NPR’s chief executive resigned under pressure after its chief fundraiser attacked Republicans as “anti-intellectual,” called Tea Party activists “racists” and suggested that Jews control the nation’s newspapers. He gave conservative budget-cutters even more ammunition to use in their crusade to end public broadcasting when he acknowledged that NPR could do just fine without government subsidies.
And White House advisers are now saying that Mr. Obama - who seems unable to make a decision on how to deal with the crisis in Libya - is willing to let other world leaders come up with a solution to the conflict.
That decision not only “opens him to criticism that he is a weak leader,” The Washington Post said Thursday in a front-page article, but it adds to growing criticism from conservatives and Democrats alike that he prefers to sit on the sidelines in major battles - above the fray - rather than get down in the arena and fight for his policies.
Conservatives have won a major victory in Wisconsin in what has become a nationwide battle to slash state government spending by significantly curtailing collective-bargaining for public employees that has sent pension and other benefit costs through the roof.
Wisconsin Gov. Scott Walker, a Republican who has emerged as the national leader of this movement, pushed his plan through the state Senate late Wednesday night, using a legislative maneuver to pass the measure without the 14 Democratic lawmakers who fled the state in a failed attempt to prevent the vote. It is expected to pass the Republican-controlled state Assembly easily.
Labor unions, with the support of the White House, have waged a three-week battle in a widening war to block major spending cuts, layoffs and curbs to union bargaining powers in states that are facing unprecedented budget shortfalls.
Mr. Walker’s preliminary victory not only has given conservatives bragging rights that they are slowly winning the war against big spenders and bigger government, but it will embolden governors in other states - Indiana, Ohio, New Jersey and even New York - to press ahead forcefully with their own sweeping spending reforms.

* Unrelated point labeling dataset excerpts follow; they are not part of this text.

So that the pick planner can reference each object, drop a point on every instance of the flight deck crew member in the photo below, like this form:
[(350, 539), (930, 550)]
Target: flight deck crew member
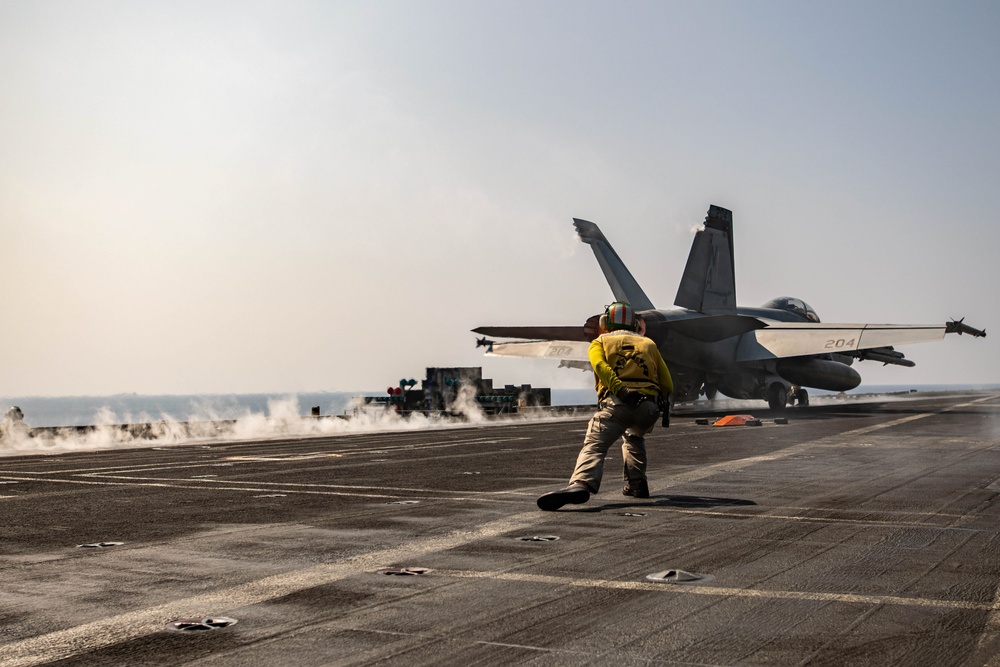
[(632, 384)]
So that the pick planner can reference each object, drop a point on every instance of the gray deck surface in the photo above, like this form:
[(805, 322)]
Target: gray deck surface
[(861, 534)]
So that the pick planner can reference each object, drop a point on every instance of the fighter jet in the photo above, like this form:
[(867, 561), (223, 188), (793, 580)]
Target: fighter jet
[(772, 352)]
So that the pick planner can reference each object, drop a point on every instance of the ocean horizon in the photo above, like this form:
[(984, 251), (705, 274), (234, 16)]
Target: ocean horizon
[(56, 411)]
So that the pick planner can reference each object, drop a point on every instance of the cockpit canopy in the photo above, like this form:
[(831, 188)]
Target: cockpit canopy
[(797, 306)]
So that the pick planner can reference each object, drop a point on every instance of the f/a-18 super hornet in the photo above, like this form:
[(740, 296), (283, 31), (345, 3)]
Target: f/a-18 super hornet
[(772, 352)]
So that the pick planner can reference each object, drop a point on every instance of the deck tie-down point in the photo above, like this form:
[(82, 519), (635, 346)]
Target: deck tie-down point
[(404, 571), (678, 577), (201, 624)]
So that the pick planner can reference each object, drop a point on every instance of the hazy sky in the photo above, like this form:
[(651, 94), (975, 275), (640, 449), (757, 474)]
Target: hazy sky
[(284, 196)]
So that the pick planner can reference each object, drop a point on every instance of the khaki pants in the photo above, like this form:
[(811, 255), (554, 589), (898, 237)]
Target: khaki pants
[(614, 419)]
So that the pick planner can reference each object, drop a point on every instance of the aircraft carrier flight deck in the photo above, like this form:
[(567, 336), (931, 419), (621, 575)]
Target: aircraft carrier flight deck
[(862, 533)]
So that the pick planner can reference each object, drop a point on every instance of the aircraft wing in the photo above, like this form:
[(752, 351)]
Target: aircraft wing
[(564, 350), (783, 339)]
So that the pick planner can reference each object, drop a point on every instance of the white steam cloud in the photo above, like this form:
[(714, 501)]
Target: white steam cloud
[(283, 420)]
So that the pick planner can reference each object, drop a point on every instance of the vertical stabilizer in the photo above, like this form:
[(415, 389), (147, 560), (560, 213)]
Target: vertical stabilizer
[(709, 282), (623, 285)]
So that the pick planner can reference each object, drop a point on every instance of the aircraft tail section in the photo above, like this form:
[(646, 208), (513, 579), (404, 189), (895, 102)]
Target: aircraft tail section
[(709, 281), (623, 285)]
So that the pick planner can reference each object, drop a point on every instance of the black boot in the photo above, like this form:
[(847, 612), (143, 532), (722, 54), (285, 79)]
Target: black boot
[(637, 488), (573, 494)]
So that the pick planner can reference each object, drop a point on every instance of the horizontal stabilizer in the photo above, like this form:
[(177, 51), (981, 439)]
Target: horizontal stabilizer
[(623, 285), (565, 350), (782, 339), (537, 333)]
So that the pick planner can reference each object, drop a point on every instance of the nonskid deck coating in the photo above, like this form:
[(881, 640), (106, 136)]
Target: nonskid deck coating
[(855, 534)]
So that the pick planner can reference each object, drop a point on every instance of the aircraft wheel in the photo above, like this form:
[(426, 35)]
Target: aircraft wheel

Meantime, back in Washington, Republican leaders are facing a Democrat-controlled Senate that is resisting any efforts to cut seriously this year’s spending. Senate Democrats rejected the House’s plan but were unable to muster the 60 votes needed to take up their own minuscule plan to nick just $10 billion in spending in the remaining six months of this fiscal year.
Notably, in key votes, Senate Majority Leader Harry Reid, Nevada Democrat, is losing a big chunk of his own members who said the $10 billion spending cut was a joke. In Wednesday’s cloture vote on Mr. Reid’s budget bill, 11 Democrats joined all 47 Republicans in opposing it.

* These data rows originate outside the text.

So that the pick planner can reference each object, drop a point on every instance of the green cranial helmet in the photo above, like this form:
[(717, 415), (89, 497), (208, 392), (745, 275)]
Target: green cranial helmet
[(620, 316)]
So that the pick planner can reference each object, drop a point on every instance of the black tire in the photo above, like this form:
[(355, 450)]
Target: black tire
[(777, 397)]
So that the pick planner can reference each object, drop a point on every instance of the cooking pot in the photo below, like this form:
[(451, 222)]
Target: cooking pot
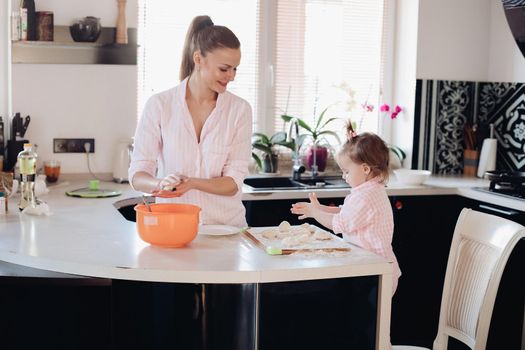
[(122, 160)]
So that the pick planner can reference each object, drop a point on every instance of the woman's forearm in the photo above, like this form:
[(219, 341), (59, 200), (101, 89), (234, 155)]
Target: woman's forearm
[(224, 186), (144, 182)]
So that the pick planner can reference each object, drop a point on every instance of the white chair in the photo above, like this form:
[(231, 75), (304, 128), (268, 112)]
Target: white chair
[(481, 246)]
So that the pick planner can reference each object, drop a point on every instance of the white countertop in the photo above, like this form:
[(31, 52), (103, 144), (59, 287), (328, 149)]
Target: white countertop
[(90, 237)]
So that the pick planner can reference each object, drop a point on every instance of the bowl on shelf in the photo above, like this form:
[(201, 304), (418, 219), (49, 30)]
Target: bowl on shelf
[(168, 224), (412, 177), (86, 29)]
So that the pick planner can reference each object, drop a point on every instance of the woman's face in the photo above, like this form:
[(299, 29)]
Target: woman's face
[(218, 67), (354, 174)]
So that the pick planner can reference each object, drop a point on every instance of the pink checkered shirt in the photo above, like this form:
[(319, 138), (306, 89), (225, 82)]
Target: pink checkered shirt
[(366, 220), (166, 143)]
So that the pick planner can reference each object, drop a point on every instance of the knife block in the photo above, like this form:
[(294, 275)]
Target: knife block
[(13, 148)]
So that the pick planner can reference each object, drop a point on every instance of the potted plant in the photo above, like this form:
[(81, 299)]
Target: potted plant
[(317, 133), (268, 147)]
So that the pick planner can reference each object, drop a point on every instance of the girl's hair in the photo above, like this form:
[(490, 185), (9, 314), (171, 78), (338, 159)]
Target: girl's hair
[(205, 37), (367, 148)]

Many of the delinquent Democrats who voted no are facing tough races next year, and Mr. Reid’s days as majority leader are numbered.

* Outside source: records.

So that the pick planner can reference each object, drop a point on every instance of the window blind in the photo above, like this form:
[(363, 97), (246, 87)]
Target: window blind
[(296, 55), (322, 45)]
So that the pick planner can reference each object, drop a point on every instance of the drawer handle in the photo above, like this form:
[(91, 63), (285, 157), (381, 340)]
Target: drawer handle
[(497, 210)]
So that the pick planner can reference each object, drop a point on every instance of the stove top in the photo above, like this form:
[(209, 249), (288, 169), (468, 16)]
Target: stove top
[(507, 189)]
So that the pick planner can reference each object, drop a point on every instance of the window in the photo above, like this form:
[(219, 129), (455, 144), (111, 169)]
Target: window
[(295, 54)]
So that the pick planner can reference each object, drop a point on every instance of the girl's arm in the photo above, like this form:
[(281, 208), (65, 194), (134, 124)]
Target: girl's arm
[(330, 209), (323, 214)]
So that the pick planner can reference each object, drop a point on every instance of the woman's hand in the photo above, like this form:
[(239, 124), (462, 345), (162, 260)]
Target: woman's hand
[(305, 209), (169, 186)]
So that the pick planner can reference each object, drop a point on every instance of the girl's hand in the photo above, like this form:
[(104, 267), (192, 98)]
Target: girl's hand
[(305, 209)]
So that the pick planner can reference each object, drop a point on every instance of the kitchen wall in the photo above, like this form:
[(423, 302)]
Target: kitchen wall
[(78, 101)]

Why? Because the math favors the Republicans: 23 Democrat-held seats will be at stake in 2012 versus just 10 safe Republican seats. Five Democrats are retiring, and several of the new open seats have improved the GOP’s chances of taking control of the Senate. They need a gain of just three.
A few weeks ago, Mr. Obama was bragging about the jobs numbers, the stock market and the economy, which he said was back on track.
But now many economists are saying that it will be years before the high unemployment rate returns to normal. Oil prices have shot above $100 a barrel, forcing gasoline prices to near $4 a gallon. That could sandbag the recovery and force new layoffs. The stock market is tanking on fears of sky-high energy costs, uncontrolled spending and unprecedented federal debt that are shrinking retirement accounts. Forecasters say we very well could be facing another million home foreclosures this year.
Americans are justifiably worried about all this, especially the specter of runaway government spending that burdens taxpayers and weakens our economy. A new analysis of Mr. Obama’s budget plan by Brian Riedl at the Heritage Foundation says it will “raise taxes by $1.6 trillion over the next decade and borrow 43 cents for each dollar spent in 2011.”
This is why the Republicans’ budget-cutting movement if gaining strength and winning the early rounds. Are all those cooking shows, old movies and left-wing programming on NPR and public television really worth adding to a $1.6 trillion deficit?
Donald Lambro is a syndicated columnist and former chief political correspondent for The Washington Times.